Outro deputado que demonstrou inconformismo com a situação e deve participar da diligência no Amazonas é Paulo Pimenta (PT-RS). Pimenta classificou como “soberba”, a postura de Temer de evitar se pronunciar diante de fatos de graves proporções para o país. E disse que, a seu ver, “não há como fugir do debate”.

‘Perda de controle’

“O fato reabre a discussão sobre o problema do sistema carcerário no Brasil. Um sistema penitenciário que, além de problemas de infraestrutura e da grave superlotação, reflete a realidade do comando de facções criminosas no seu interior. Essa é a tragédia anunciada pela ausência de uma política de Estado, mas a postura do ministro da Justiça, ao tentar desvincular a explicação do massacre das guerras entre facções, indica que o governo não está disposto a enfrentar a dura realidade e impedir que os presídios continuem como parte da estrutura do crime organizado”, acusou Pimenta.

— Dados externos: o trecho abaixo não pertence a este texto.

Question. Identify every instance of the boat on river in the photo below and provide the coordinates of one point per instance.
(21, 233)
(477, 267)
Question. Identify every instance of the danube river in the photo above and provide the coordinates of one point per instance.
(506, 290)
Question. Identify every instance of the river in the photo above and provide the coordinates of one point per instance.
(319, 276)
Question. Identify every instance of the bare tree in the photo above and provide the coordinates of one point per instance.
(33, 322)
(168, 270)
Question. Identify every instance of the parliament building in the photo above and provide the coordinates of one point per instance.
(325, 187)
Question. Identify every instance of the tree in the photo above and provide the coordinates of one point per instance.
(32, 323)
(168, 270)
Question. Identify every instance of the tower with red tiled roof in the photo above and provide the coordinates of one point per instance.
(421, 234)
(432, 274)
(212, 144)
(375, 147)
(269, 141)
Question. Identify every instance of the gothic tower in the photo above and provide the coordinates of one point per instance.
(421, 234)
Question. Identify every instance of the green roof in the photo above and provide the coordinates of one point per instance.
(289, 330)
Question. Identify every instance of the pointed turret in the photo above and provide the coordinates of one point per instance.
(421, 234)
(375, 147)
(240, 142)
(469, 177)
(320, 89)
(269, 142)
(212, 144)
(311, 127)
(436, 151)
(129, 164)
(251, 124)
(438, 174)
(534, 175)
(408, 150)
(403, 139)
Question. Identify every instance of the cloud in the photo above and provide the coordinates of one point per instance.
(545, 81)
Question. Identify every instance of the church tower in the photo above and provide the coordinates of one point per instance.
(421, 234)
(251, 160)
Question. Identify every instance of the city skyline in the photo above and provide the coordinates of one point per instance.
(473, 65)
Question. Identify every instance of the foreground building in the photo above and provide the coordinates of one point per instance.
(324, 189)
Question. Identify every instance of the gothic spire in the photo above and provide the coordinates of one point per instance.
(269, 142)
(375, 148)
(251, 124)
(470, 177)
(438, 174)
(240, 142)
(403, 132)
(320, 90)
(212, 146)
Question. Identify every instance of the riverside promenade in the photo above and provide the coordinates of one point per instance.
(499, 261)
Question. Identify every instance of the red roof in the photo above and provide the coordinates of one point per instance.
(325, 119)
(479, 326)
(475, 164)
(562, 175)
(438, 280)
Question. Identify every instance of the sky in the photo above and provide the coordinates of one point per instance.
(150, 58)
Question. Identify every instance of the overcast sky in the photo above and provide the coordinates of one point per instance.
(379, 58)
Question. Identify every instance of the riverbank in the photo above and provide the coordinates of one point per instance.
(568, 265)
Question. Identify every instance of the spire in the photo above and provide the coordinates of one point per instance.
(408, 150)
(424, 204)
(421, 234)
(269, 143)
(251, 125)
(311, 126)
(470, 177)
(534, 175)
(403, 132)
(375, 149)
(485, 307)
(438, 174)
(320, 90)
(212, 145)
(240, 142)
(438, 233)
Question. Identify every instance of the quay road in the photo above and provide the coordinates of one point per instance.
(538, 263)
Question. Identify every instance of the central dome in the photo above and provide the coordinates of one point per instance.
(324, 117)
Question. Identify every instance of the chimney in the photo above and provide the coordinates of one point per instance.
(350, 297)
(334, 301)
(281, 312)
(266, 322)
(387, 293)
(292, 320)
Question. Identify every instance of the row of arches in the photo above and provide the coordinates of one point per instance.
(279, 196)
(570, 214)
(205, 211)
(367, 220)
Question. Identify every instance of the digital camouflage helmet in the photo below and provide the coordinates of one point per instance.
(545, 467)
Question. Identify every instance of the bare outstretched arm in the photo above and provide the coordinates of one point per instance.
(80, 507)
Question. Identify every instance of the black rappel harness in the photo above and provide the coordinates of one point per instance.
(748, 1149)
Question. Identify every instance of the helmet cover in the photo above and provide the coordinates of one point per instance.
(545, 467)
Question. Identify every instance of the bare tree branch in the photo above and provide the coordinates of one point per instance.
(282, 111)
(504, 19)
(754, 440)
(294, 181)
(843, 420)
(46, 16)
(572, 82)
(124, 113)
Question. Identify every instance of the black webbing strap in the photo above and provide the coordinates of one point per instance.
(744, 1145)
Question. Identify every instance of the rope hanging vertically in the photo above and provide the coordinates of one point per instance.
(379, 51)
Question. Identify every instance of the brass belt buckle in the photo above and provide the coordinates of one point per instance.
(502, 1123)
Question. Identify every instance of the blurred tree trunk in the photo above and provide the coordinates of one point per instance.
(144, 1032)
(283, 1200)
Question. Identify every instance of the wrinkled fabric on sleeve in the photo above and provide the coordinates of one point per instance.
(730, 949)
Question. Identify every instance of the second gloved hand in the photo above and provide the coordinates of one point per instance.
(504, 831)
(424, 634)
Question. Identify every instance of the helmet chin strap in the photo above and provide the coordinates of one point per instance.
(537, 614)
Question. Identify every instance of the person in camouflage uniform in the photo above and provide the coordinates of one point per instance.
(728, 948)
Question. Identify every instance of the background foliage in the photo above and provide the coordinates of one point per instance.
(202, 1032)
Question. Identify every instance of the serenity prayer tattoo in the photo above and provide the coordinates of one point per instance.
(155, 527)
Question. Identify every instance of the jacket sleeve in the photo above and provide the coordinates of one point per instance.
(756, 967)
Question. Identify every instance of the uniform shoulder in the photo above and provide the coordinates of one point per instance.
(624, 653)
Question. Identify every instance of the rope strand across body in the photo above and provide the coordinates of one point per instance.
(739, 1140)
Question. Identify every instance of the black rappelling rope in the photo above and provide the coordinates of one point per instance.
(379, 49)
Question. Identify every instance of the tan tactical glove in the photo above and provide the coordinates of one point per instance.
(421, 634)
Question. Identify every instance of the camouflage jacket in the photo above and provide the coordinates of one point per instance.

No Senado, o mais crítico foi o líder do PT, Humberto Costa (PE), que ao falar sobre a situação, disse que “Temer perdeu o controle da segurança pública”. “O presidente e seus assessores tentaram se eximir da responsabilidade sobre o caso e culpar as próprias vítimas pelo ‘banho de sangue’ que teve repercussão internacional. Sabemos com que tipo de governo estamos lidando e quem faz parte deste governo”, afirmou.

Já a Frente Parlamentar da Segurança Pública, que integra aproximadamente 300 deputados – muitos deles da chamada “bancada da bala” e integrantes da base aliada do governo – divulgou uma nota reclamando da atuação do governo Temer em relação ao episódio dos massacres. O presidente da Frente, Alberto Fraga (DEM-DF), disse que em momento algum os deputados da comissão de Segurança Pública foram procurados.

O grupo classificou, na nota, como “vaidade e ciúme” o fato de terem sido ignoradas cerca de 20 propostas apresentadas pela CPI do Sistema Carcerário. “Preferiram atuar como se o Congresso Nacional não existisse e não tivesse feito recomendações sobre o sistema prisional”, disse Fraga.

O documento, divulgado no último final de semana, destaca que “não é normal o governo não procurar ouvir a opinião de parlamentares com experiência na área da segurança pública e que já alertavam o Executivo sobre o avanço das facções criminosas nos presídios brasileiros”. E acrescenta: “seria descabido alguns desses deputados serem chamados, por quem quer que seja, para discutir essa pauta? Se a resposta for negativa, temos que reagir e buscar algumas respostas”.